How can I extract text from a table in a PDF file?

5

4

I am trying to implement an algorithm described in an academic paper, which I have in PDF format. The algorithm includes a table of 256 entries that I want to copy to my implementation. However, I can't seem to copy the table as text that I can manipulate. I can only copy it as an image.

How can I extract the table easily without typing it in?

Nathan Fellman

Posted 2009-08-10T19:16:54.333

Reputation: 8 152

Answers

4

PDF2Table

This gives it out to XML I think.

If we surf the web we can find PDF files in heaps. Once technical details of an amazing five mega pixel digital camera, once a statistic about the last two years incomes of an enterprise, and once a brilliant crime novel of Sir Arthur Conan Doyle is saved in a PDF file. The widespread use of this file format takes the focus on the question of how to reuse the data in such a file. Many things are already done in this area. For example, there are several tools that convert PDF-files to other formats.

My work focuses only on the extraction of table information from PDF-files. I searched for tools that extract basic information from PDF-files. I found a tool named pdf2html which also returns data in XML format. To access this XML output I used the JDOM archive.

I developed several heuristics for table detection and decomposition. These heuristics work pretty good on lucid tables (without spanning columns or rows) and fairly good on complex tables (with spanning rows or columns).

Sourceforge link

Ivo Flipse

Posted 2009-08-10T19:16:54.333

Reputation: 24 054

4

  1. The PDF format from its inception (more than 20 years ago) never was intended to be host of extractable, meaningfully structured data.

  2. Its original purpose was to be a reliable visual representation of text, images and diagrams in a document -- a kind of digital paper (that would also reliably be transferred to real paper via printing). Only later in its development more features were added, amongst them some which should help in extracting data again (google for Tagged PDF).

  3. For some examples of problems which are posed when data scraping tables from PDFs, see this article:

  4. Contradicting my point '1.' above, now I say this: for an amazing family of tools that gets better and better from week to week for extracting tabular data from PDFs (unless they are scanned pages), see these links:

So: go look for Tabula. If any tools can do what you want, at this time (4 years after this question was asked) Tabula is probably amongst the best for the job!


P.S.: Tabula is Free and Open Source Software, written in Ruby.

Kurt Pfeifle

Posted 2009-08-10T19:16:54.333

Reputation: 10 024

Hi, @ZiaUlRehmanMughal.

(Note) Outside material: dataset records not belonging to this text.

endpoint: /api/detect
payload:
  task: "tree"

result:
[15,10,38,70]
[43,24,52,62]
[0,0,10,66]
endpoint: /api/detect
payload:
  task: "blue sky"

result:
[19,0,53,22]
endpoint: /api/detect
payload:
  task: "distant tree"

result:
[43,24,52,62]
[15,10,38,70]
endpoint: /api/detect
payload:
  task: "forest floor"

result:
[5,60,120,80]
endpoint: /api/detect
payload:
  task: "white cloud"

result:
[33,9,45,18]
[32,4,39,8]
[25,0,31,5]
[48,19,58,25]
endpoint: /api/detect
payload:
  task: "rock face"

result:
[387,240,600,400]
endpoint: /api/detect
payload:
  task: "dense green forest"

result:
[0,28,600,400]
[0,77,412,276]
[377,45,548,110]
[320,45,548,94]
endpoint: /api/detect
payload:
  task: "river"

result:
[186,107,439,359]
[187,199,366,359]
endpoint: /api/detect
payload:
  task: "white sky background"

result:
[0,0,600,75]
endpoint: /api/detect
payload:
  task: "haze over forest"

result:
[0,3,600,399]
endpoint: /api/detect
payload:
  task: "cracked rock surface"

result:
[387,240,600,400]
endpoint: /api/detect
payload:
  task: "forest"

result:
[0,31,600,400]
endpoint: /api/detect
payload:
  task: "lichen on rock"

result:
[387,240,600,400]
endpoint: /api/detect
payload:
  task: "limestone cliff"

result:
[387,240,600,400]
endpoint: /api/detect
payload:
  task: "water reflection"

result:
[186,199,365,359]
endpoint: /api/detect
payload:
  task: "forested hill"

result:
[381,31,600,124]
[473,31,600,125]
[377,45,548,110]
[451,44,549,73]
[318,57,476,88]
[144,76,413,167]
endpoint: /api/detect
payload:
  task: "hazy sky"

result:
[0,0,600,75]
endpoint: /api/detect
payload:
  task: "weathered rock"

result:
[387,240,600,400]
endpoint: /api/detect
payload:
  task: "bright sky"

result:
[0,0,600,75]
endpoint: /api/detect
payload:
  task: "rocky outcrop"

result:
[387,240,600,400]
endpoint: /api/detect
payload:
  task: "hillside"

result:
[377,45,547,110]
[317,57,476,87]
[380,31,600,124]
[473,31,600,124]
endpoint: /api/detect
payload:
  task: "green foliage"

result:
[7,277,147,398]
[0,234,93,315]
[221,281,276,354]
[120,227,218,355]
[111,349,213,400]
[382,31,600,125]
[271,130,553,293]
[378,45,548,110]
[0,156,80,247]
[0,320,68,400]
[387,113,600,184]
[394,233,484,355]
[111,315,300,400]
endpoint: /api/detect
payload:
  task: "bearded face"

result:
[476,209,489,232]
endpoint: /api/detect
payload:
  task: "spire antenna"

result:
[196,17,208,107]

I rejected your suggestion for an edit to this answer, because I think you should add your amendment as a separate answer of your own. If you do so (and if I come aware of it) I'll even upvote (after I checked the tool you suggest -- which I do not know yet). – Kurt Pfeifle – 2019-12-19T09:21:37.637

2

Your problem might be that it was pasted into the pdf as an image by the origional author. If this is the case (you could find out by seeing if other text in the document will copy as text) your only options are probably to copy it by hand (hope you can touch type) or use OCR software that comes with scanners.

Toby Allen

Posted 2009-08-10T19:16:54.333

Reputation: 2 634

Unfortunately, it looks like this is the case. However, I although Ivo's answer doesn't seem to solve the problem, I prefer to accept it since it's more likely to be the answer for the general case. – Nathan Fellman – 2009-08-10T20:05:48.900

1

I haven't tried this, but the pdf2table project, might help.

jiggysoo

Posted 2009-08-10T19:16:54.333

Reputation: 11

It's buggy (I got an infinite loop generating output xml) and written in highly unidiomatic Java (so not so easy to understand or modify). I'd stay away if you have any choice. – Barry Kelly – 2013-09-26T08:28:45.280

0

The non-free application PDF2XL and the free PDF Mechanic can both extract tabular data to CSV and Excel often perfectly depending on the exact formatting of the table.

Matthew Lock

Posted 2009-08-10T19:16:54.333

Reputation: 4 254

0

One option seems to be to save the document (or maybe just the page with the table you want) as an xml file. I just did this in Adobe Acrobrat Pro by saving as "XML Spreadsheet 2003." This retained the tabular format in the resulting xml file (viewable in Excel). The only "imperfection" is that it considers each literal row in the table as a row in the Excel file. So if any text breaks across rows (e.g., long names), then it will show up as two rows in excel. For a small table, that's pretty minor cleanup.

Other than that, it seems like this process could be automated.

Matt Jans

Posted 2009-08-10T19:16:54.333

Reputation: 1